Dedicating teams to build layers of abstractions on top of common tooling kind of gives the best of both worlds as long as the abstractions are clean. This way, you’re building tools for developers who may not have a deep dive ops expertise. The developers still have to be familiar with your abstractions but not the implementation.
At scale in my experience, the embedded model starts to break apart of you silo teams off and one guy becomes the “DevOps guy”.
Just my perspective, It’s ok to have an ops team with a different approach to solving problems through automation and being proactive as opposed to reactive. You can still follow the three ways by
System thinking: Viewing yourself as a stage of the software pipeline. Are you facilitating velocity or becoming a bottleneck?
Shorten Feedback loop: release often and early, dog food (I hate this term :D) your own tooling where possible, and constantly collab and talk with development teams.
Continual improvement: learn from your developers as they learn from you :)
This is just to show there are different implementations of the devops philosophy each with its own trade offs. Just my humble opinion based on my experience:)
Yeah I completely agree that there are different implementations of the devops philosophy.

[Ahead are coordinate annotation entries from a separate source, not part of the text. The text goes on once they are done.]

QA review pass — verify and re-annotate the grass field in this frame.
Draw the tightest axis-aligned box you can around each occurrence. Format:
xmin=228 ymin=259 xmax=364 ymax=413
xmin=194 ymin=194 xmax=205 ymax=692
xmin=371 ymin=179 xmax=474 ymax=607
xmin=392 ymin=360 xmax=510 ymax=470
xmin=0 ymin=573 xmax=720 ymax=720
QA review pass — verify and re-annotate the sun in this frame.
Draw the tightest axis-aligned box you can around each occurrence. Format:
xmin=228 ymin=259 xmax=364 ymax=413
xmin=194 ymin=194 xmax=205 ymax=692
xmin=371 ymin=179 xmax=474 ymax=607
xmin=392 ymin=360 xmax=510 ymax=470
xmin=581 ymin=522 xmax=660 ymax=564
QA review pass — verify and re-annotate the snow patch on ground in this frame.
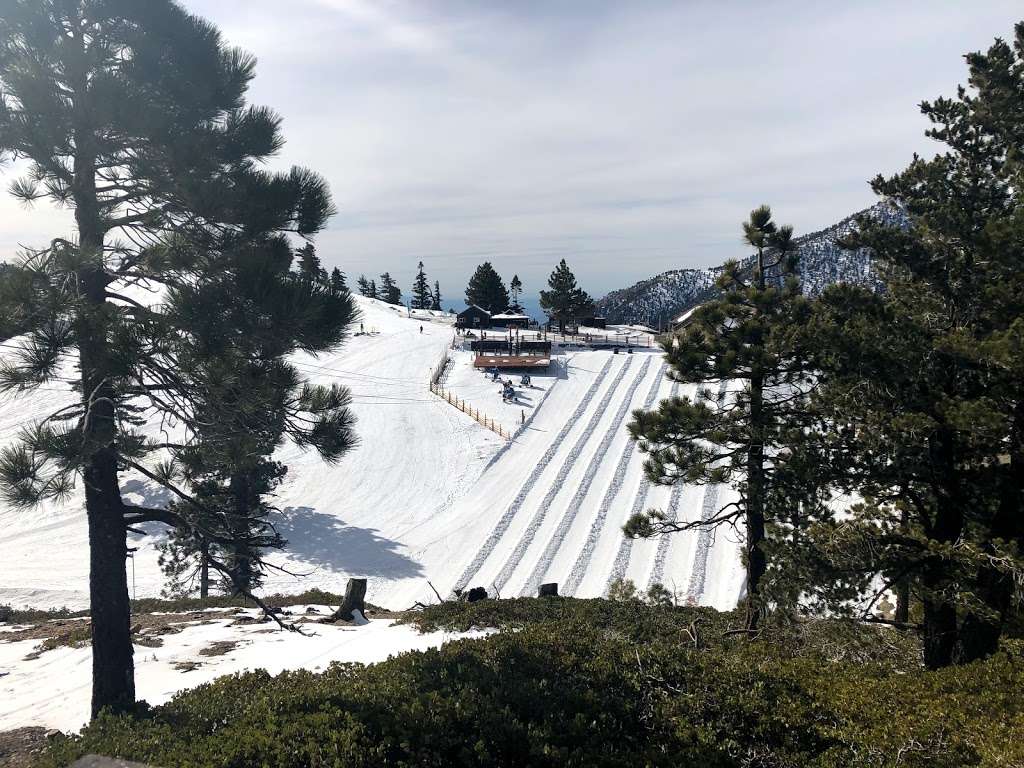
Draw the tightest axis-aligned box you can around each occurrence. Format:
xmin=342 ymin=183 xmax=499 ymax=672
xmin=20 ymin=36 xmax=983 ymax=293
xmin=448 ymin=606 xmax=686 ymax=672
xmin=0 ymin=606 xmax=488 ymax=732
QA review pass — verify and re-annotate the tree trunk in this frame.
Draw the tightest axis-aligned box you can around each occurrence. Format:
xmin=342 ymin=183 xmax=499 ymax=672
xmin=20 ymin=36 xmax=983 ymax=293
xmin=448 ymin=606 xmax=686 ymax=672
xmin=334 ymin=579 xmax=367 ymax=622
xmin=744 ymin=244 xmax=768 ymax=630
xmin=893 ymin=509 xmax=910 ymax=624
xmin=78 ymin=260 xmax=135 ymax=717
xmin=745 ymin=375 xmax=768 ymax=630
xmin=893 ymin=577 xmax=910 ymax=624
xmin=199 ymin=542 xmax=210 ymax=598
xmin=956 ymin=401 xmax=1024 ymax=664
xmin=229 ymin=472 xmax=254 ymax=592
xmin=72 ymin=64 xmax=135 ymax=717
xmin=921 ymin=428 xmax=964 ymax=670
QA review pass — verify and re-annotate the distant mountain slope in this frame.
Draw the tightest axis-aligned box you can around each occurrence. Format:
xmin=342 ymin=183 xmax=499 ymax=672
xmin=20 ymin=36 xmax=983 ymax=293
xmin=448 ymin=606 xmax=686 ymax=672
xmin=597 ymin=203 xmax=905 ymax=328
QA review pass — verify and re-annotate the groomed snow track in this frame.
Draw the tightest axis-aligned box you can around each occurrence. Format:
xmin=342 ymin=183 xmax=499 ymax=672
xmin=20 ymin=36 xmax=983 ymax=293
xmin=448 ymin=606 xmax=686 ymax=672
xmin=453 ymin=352 xmax=739 ymax=607
xmin=0 ymin=297 xmax=742 ymax=609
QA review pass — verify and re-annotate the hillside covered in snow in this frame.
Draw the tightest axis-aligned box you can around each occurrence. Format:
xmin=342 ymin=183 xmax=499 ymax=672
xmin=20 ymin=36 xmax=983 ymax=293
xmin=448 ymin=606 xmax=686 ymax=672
xmin=0 ymin=297 xmax=742 ymax=609
xmin=597 ymin=202 xmax=905 ymax=328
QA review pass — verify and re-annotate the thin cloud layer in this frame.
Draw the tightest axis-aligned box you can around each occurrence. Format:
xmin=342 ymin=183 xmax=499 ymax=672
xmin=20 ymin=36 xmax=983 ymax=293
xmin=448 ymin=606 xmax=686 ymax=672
xmin=0 ymin=0 xmax=1021 ymax=298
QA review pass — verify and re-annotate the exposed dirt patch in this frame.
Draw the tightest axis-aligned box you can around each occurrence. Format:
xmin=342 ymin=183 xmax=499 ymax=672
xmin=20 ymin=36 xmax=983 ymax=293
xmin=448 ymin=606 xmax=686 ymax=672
xmin=0 ymin=610 xmax=232 ymax=660
xmin=199 ymin=640 xmax=240 ymax=656
xmin=0 ymin=728 xmax=55 ymax=768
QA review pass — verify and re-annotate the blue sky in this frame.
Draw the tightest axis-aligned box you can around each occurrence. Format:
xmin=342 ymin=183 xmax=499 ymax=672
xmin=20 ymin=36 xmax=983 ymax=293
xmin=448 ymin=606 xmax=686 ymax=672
xmin=0 ymin=0 xmax=1024 ymax=299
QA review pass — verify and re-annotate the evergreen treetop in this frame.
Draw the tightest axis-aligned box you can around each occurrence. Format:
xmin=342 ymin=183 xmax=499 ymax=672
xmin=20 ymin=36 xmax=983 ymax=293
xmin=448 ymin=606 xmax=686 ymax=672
xmin=541 ymin=259 xmax=594 ymax=330
xmin=466 ymin=261 xmax=509 ymax=314
xmin=412 ymin=261 xmax=433 ymax=309
xmin=0 ymin=0 xmax=333 ymax=714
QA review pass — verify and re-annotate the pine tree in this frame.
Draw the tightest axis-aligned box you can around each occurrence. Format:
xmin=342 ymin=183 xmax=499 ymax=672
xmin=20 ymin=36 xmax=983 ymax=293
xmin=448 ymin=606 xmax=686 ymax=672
xmin=798 ymin=24 xmax=1024 ymax=669
xmin=541 ymin=259 xmax=594 ymax=331
xmin=374 ymin=272 xmax=401 ymax=305
xmin=331 ymin=267 xmax=348 ymax=296
xmin=413 ymin=261 xmax=433 ymax=309
xmin=509 ymin=274 xmax=522 ymax=312
xmin=296 ymin=243 xmax=327 ymax=283
xmin=156 ymin=242 xmax=354 ymax=594
xmin=466 ymin=261 xmax=509 ymax=314
xmin=622 ymin=206 xmax=811 ymax=630
xmin=0 ymin=0 xmax=342 ymax=714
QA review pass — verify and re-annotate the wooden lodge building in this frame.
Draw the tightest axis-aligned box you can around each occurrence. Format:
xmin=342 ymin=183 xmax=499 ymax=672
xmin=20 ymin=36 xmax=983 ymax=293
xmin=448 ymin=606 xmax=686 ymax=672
xmin=470 ymin=336 xmax=551 ymax=371
xmin=455 ymin=304 xmax=490 ymax=330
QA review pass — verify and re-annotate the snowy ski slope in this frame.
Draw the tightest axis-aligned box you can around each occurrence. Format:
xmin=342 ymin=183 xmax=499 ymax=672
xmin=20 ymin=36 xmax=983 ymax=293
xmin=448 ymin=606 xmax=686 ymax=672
xmin=0 ymin=298 xmax=742 ymax=608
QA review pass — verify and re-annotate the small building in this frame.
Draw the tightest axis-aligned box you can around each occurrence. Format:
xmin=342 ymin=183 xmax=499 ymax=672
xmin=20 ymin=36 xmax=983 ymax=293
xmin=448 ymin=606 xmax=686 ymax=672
xmin=490 ymin=309 xmax=530 ymax=328
xmin=455 ymin=304 xmax=490 ymax=329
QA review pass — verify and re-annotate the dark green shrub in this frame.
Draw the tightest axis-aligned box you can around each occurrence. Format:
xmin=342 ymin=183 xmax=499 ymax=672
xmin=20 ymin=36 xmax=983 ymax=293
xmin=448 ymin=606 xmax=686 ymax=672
xmin=37 ymin=599 xmax=1024 ymax=768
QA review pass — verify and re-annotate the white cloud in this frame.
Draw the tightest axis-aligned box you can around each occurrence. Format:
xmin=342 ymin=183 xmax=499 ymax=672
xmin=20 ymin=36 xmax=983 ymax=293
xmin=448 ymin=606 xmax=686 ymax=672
xmin=0 ymin=0 xmax=1019 ymax=297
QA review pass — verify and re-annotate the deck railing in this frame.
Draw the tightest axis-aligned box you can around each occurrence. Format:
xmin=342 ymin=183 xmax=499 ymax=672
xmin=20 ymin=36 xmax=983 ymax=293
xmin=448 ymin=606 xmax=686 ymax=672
xmin=430 ymin=382 xmax=512 ymax=440
xmin=430 ymin=337 xmax=512 ymax=440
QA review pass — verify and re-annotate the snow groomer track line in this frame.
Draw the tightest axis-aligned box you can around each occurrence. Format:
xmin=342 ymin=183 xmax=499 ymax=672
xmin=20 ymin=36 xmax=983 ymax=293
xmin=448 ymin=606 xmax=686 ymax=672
xmin=604 ymin=382 xmax=679 ymax=594
xmin=494 ymin=357 xmax=634 ymax=592
xmin=519 ymin=357 xmax=652 ymax=597
xmin=453 ymin=357 xmax=614 ymax=592
xmin=564 ymin=362 xmax=669 ymax=595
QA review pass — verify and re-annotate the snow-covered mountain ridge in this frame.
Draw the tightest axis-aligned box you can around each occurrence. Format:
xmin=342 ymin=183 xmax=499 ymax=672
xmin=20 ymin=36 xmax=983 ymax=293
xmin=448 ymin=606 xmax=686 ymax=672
xmin=597 ymin=202 xmax=905 ymax=328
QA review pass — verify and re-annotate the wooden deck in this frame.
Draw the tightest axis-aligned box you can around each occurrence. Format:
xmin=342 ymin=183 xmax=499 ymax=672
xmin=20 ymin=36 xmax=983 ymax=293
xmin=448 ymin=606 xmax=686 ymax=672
xmin=473 ymin=354 xmax=551 ymax=369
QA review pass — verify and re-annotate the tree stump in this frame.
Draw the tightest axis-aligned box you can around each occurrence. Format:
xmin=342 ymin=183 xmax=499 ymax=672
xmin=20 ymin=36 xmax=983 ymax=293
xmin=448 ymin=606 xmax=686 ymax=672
xmin=466 ymin=587 xmax=487 ymax=603
xmin=332 ymin=579 xmax=367 ymax=622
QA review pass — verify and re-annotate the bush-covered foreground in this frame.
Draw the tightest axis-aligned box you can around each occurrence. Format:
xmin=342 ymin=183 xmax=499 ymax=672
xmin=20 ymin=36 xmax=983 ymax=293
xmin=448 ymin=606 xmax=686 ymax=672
xmin=36 ymin=599 xmax=1024 ymax=768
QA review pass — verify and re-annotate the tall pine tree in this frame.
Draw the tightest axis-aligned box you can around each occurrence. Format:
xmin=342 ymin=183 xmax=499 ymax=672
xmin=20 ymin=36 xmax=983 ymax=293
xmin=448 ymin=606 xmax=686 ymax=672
xmin=541 ymin=259 xmax=594 ymax=331
xmin=798 ymin=24 xmax=1024 ymax=668
xmin=413 ymin=261 xmax=433 ymax=309
xmin=155 ymin=239 xmax=354 ymax=594
xmin=466 ymin=261 xmax=509 ymax=314
xmin=0 ymin=0 xmax=332 ymax=713
xmin=371 ymin=272 xmax=401 ymax=304
xmin=509 ymin=274 xmax=522 ymax=312
xmin=626 ymin=206 xmax=811 ymax=631
xmin=331 ymin=267 xmax=348 ymax=296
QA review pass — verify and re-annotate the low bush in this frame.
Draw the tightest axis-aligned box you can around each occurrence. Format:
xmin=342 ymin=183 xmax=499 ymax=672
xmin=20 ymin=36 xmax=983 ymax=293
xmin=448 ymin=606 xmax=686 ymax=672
xmin=36 ymin=599 xmax=1024 ymax=768
xmin=0 ymin=589 xmax=352 ymax=624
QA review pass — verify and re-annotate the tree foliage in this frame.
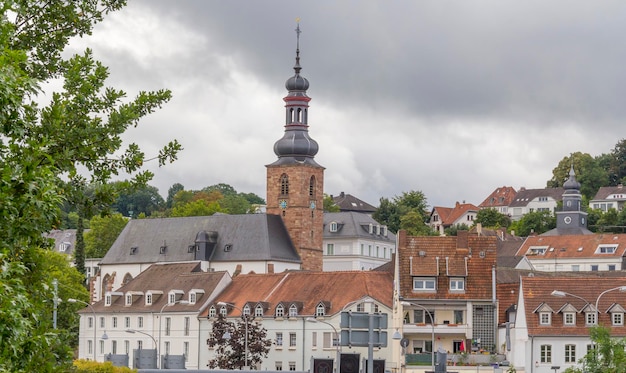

Theoretically you could do this with a separate ops and dev teams, but in my experience it makes it harder because you don't have that mix of disciplines and the diversity of perspectives that it brings. There's also more hand-offs as you pass it to ops to run the thing after building.
It doesn't make it impossible, just less conducive in my experience.
At scale in my experience, the embedded model starts to break apart of you silo teams off and one guy becomes the “DevOps guy”.
Yeah I agree that actually sounds worse. It doesn't sound like DevOps if it's just one person responsible for the "ops" part.
The first way mentions removing impediments; that's not possible if one person is a single point of failure.
The second way mentions feedback loops. Those loops are going to be longer if a single person is blocking the ops part of the process.
The third way mentions continuous learning, which isn't happening if one person is hoarding all of the ops knowledge. It's also not happening if teams are silo'd and not sharing their learning with other teams.
It has to be an organisation wide change, not something that single person or team can do in isolation for it to be effective.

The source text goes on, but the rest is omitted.